The site, located in Dublin, will become one of the most sustainable data centre operations in the world once the upgrade is complete, with Ireland an increasingly popular destination for the sector due to its naturally cool climate.
The first phase of Google’s expansion project will be in place by the end of the year, with the project as a whole thought to require the creation of around 400 jobs.
Once finished, the data centre will be managed by 30-40 staff, who join the 7,000 people Google already employs in the country.
The Dublin data centre alone contributes an average of $65mn to the Irish economy every year, with the company having spent more than $415mn on the site since 2011, according to study by Copenhagen Economics.
As a whole, the data centre industry has contributed 4,900 jobs to the country, or roughly 700 new roles a year.
Google has been in Ireland since 2003 and has invested more than $1.2bn in the country to date. In total, the company has invested more than $10bn in data centres around the world.

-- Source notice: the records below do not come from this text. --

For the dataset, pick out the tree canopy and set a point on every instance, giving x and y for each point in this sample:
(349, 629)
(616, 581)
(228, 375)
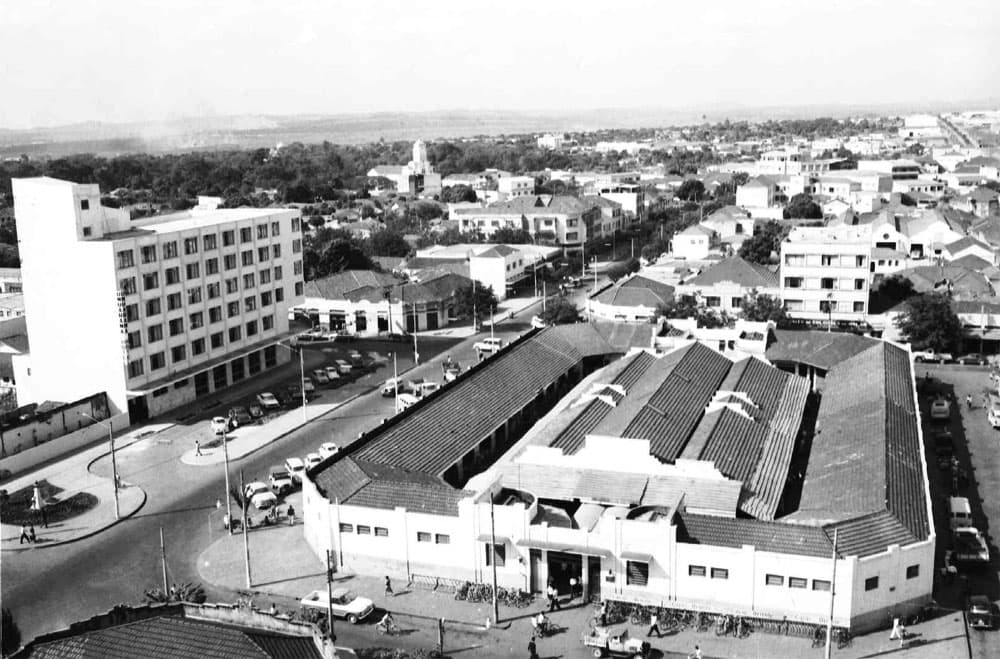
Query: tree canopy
(930, 322)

Its data centre in Dublin is one of four spread across Europe, the others being located in St. Ghislain-Mons in Belgium, Hamina-Kotka in Finland, and Eemshaven-Groningen in The Netherlands.
Google’s sustainable credentials were also showcased in the Copenhagen Economics report. In 2017, across the globe, for every kilowatt hour of electricity Google consumed, Google purchased a kilowatt hour of renewable energy from a wind or solar farm that was built specifically for Google.